We arrived at Cumberland just before midday and were soon settled into our campsite. Campers were John and Cheryl Bevan, Lynn and Terry Espitalier, Lynette was accommodated in the “Tin Hut” and Marion Spence and John Hinck had the luxury of the Horseshoe cottage on the banks of the Umgeni River.
Saturday was misty in the early morning and once this had lifted morning birding was commenced with us walking from the campsite, along the road down to the picnic sites, a saunter past the environmental centre and back around to the camp.
The birding did not disappoint, and we were kept busy with great views of Golden-tailed and Cardinal Woodpecker, Lesser Honeyguide and a nesting Violet-backed Starling. Golden-breasted Bunting was common
Cuckoos were very vocal and we had great sightings of Dideric Cuckoo
The Rietspruit stream that runs parallel to the picnic site produced Common Waxbill, Lazy Cisticola and Tawny-flanked Prinia. Up on the ridge passed the environmental centre Black-crowned Tchagra, Black Cuckooshrike and Southern Grey-headed Sparrow entertained us. We scanned the giraffe and zebra looking for Red-billed Oxpecker to no avail.

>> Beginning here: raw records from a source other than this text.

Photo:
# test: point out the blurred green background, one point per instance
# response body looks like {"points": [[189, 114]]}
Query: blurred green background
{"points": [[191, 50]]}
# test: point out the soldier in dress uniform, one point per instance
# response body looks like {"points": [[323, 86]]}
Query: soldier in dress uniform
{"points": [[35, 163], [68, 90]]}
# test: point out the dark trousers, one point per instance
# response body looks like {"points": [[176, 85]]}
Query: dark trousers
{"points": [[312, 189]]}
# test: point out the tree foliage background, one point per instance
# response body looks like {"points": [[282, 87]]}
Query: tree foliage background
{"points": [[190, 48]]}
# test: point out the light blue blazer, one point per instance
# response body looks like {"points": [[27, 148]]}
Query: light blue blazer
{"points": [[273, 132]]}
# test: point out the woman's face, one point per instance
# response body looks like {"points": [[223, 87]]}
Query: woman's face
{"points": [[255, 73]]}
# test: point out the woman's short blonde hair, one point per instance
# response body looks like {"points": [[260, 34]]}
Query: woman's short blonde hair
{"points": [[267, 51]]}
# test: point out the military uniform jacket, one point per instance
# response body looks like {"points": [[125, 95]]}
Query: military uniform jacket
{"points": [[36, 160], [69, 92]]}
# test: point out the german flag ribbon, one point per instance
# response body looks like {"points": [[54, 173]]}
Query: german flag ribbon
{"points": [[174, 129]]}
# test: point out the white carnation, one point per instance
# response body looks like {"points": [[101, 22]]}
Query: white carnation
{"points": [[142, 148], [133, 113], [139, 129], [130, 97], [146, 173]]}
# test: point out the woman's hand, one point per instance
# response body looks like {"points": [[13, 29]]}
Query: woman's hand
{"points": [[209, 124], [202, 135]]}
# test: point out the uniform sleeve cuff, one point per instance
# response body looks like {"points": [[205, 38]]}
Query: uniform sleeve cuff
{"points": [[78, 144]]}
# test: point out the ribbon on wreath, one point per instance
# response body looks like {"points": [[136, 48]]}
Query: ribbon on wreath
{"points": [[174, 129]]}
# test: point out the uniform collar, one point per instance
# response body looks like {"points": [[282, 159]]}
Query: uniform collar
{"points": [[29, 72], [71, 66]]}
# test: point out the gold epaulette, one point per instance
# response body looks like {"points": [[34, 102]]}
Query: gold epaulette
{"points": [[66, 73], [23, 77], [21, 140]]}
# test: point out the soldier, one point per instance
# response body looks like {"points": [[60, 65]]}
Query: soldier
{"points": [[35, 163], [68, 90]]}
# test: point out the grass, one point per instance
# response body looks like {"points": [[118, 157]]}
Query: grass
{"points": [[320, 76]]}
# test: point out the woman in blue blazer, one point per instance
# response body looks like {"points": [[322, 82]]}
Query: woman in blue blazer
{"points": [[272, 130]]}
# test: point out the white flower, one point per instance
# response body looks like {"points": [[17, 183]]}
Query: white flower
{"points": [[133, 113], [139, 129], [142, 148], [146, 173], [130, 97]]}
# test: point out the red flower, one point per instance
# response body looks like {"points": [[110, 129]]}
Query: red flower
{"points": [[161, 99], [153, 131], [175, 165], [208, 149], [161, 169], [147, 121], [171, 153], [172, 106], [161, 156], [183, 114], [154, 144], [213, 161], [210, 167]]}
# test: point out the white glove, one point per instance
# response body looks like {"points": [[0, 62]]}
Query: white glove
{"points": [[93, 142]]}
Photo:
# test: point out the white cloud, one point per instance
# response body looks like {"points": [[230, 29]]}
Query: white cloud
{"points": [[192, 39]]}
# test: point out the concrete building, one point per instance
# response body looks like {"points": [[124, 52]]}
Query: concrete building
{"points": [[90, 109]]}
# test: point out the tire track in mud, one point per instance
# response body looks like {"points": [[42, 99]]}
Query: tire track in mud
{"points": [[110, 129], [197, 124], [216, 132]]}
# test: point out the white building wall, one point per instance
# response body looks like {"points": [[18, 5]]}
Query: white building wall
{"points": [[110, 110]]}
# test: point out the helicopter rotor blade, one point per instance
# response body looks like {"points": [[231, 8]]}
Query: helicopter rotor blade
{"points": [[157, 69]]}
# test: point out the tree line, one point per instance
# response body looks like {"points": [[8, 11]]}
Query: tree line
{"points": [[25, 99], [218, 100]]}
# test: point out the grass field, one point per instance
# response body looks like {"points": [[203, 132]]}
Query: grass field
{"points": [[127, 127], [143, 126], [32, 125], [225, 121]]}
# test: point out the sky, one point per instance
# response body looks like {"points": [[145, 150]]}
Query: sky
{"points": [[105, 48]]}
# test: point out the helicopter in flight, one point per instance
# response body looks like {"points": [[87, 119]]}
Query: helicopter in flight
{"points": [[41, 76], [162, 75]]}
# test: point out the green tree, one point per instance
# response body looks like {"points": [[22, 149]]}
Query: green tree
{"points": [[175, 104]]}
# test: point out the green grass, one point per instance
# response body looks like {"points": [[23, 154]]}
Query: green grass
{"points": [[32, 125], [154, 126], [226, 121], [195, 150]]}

Up along the ridge a rare species of Cyrtanthus grows, first found at Cumberland by Lynette Bingham, it caused a lot of excitement among the “flower” people.

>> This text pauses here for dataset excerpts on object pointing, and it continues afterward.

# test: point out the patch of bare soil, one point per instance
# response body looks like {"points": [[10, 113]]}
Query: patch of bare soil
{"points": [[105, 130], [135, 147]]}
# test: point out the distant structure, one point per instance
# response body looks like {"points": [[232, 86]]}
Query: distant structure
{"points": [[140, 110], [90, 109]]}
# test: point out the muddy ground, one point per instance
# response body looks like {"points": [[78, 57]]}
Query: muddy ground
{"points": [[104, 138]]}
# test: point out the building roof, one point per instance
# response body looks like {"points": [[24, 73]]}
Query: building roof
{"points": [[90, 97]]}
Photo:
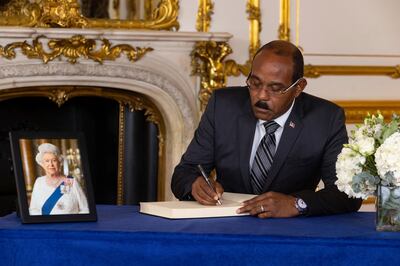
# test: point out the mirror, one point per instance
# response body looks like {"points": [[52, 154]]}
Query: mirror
{"points": [[130, 14], [119, 9]]}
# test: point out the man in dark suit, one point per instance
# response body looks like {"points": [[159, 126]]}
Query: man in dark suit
{"points": [[308, 135]]}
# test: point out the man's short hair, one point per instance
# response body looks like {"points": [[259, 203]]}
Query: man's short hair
{"points": [[284, 48]]}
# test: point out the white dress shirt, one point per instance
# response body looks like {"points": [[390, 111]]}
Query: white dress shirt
{"points": [[260, 132]]}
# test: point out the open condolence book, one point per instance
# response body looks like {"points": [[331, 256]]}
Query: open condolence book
{"points": [[192, 209]]}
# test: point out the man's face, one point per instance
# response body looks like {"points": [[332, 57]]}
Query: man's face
{"points": [[275, 72]]}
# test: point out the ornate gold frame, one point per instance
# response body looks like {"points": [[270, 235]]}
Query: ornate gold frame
{"points": [[66, 14], [134, 101], [73, 48]]}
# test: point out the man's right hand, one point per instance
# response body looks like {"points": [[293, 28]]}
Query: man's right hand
{"points": [[205, 195]]}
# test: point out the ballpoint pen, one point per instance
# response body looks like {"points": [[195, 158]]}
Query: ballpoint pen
{"points": [[208, 181]]}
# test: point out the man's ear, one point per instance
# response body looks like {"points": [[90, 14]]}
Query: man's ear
{"points": [[301, 85]]}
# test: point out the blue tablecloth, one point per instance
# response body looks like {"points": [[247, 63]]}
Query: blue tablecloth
{"points": [[124, 236]]}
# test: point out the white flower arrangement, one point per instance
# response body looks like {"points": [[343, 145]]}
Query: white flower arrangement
{"points": [[371, 158]]}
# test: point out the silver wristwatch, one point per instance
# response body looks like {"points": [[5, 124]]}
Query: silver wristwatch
{"points": [[301, 206]]}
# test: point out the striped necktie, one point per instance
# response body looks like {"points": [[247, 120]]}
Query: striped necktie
{"points": [[264, 156]]}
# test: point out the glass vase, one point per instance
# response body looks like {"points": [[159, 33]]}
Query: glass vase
{"points": [[388, 209]]}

In the afternoon we went up to the dam and wetland that is just outside the reserve. Unfortunately, there was a group paddling and playing games on the water and they were quite noisy. The resident Grey-crowned Crane had sensibly moved off for the afternoon but was seen on our way out on Sunday. Pygmy geese were seen on a further dam by John and Cheryl Bevan after we left so worth looking out for. We did manage to see a number of water birds.

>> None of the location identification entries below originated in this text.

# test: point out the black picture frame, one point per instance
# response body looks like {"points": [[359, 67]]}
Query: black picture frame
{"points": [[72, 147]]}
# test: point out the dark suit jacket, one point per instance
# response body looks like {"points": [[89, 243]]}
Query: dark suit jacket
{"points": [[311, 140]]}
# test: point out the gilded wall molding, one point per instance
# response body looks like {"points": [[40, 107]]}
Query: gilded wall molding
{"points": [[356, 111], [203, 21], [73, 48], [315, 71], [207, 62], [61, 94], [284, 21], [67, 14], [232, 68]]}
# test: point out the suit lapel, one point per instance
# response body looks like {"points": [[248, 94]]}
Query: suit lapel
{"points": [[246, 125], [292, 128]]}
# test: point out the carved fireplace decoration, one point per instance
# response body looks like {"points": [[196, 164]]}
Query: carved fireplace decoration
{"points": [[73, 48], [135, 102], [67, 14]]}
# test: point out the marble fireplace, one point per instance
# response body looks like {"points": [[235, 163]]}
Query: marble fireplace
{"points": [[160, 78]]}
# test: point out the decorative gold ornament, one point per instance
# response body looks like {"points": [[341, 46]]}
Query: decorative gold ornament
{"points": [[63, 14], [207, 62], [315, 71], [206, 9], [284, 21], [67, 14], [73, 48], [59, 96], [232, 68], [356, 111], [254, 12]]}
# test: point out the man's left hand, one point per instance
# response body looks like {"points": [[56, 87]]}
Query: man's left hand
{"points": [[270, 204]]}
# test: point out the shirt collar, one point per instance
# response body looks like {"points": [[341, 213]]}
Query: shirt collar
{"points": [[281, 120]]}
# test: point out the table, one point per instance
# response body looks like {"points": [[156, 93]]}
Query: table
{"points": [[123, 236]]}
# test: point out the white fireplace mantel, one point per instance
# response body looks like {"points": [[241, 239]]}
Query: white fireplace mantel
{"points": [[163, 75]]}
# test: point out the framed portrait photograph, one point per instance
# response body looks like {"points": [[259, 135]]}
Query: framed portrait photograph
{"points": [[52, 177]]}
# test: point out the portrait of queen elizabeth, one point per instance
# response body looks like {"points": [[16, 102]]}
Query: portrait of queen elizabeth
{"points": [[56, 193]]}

After doing some exploring around the wetland we gave up on the noise and headed out to the savannah around the Krantz hut. Birding here was slow and so we went back to the campsite for a sundowner and to enjoy the sound of the birds settling down for the night. Jackal were heard during the evening, but no nightjar or owl graced us with their presence. A very social braai was enjoyed by all and the short rain shower didn’t deter us.
On Sunday we were joined by Ben von Wielligh for the Sunday morning walk along the cliff tops. This is a very productive area and Mocking Cliff Chat, Cape Rock-Thrush, Stiped Pipit gave good views along the cliff top while in the valley below African Emerald Cuckoo, Olive Woodpecker called but only offered glimpses as they flitted from tree to tree. Trumpeter and Crowned Hornbill were more obliging and showed quiet well.
After a lovely morning walk, we did the bird list for the weekend and were delighted to have a count of 133 species for the period. With that number under our belt we were all happy to pack up and head home having had a great birding weekend.